Mumbai, Apr 18: Reserve Bank of India (RBI) today announced that the country could maintain a GDP growth rate between 7.5 to 8 per cent for the current fiscal year, even as it left the key monetary instruments - the bank rate, cash reserve ratio (CRR) and repo rate unchanged.
According to RBI annual policy statement for the financial year 2006-07, the projection is made in the light of accelerated growth in agriculture sector at 2.3 per cent in 2005-06, from a low of 0.7 per cent in 2004-05, and also due to the positive industrial and manufacturing outlook. The industrial growth in 2005-06 was up at 8 per cent, from 7.4 per cent in 2004-05.
Unveiling the policy stance, RBI said the inflation rate on an annualised basis would be in the range of 5 to 5.5 per cent, while expansion in money supplying would be maintained at 15 per cent for the current fiscal.

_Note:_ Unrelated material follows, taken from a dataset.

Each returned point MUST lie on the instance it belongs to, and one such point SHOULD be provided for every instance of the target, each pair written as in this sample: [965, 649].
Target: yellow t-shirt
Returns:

While leaving the bank rate, CRR, repo and reverse repo rates unchaged at 6 per cent, 5 per cent, 6.5 per cent and 5.5 per cent, respectively, the Central Bank asserted its readiness to act in a timely and prompt manner on any sign of evolving circumstances, impinging on inflationary expectation.
Later addressing the top executives of banks and financial institutions, RBI Governor Dr Y V Reddy asked the bankers to focus on credit quality and financial market condition, to support export and investment demand in the economy, maintaining macro-economy, particularly for financial stability.
While RBI would ensure a conducive credit and monetary environment to enable the growth momentum, it would respond swiftly to the evolving global development, the Governor said.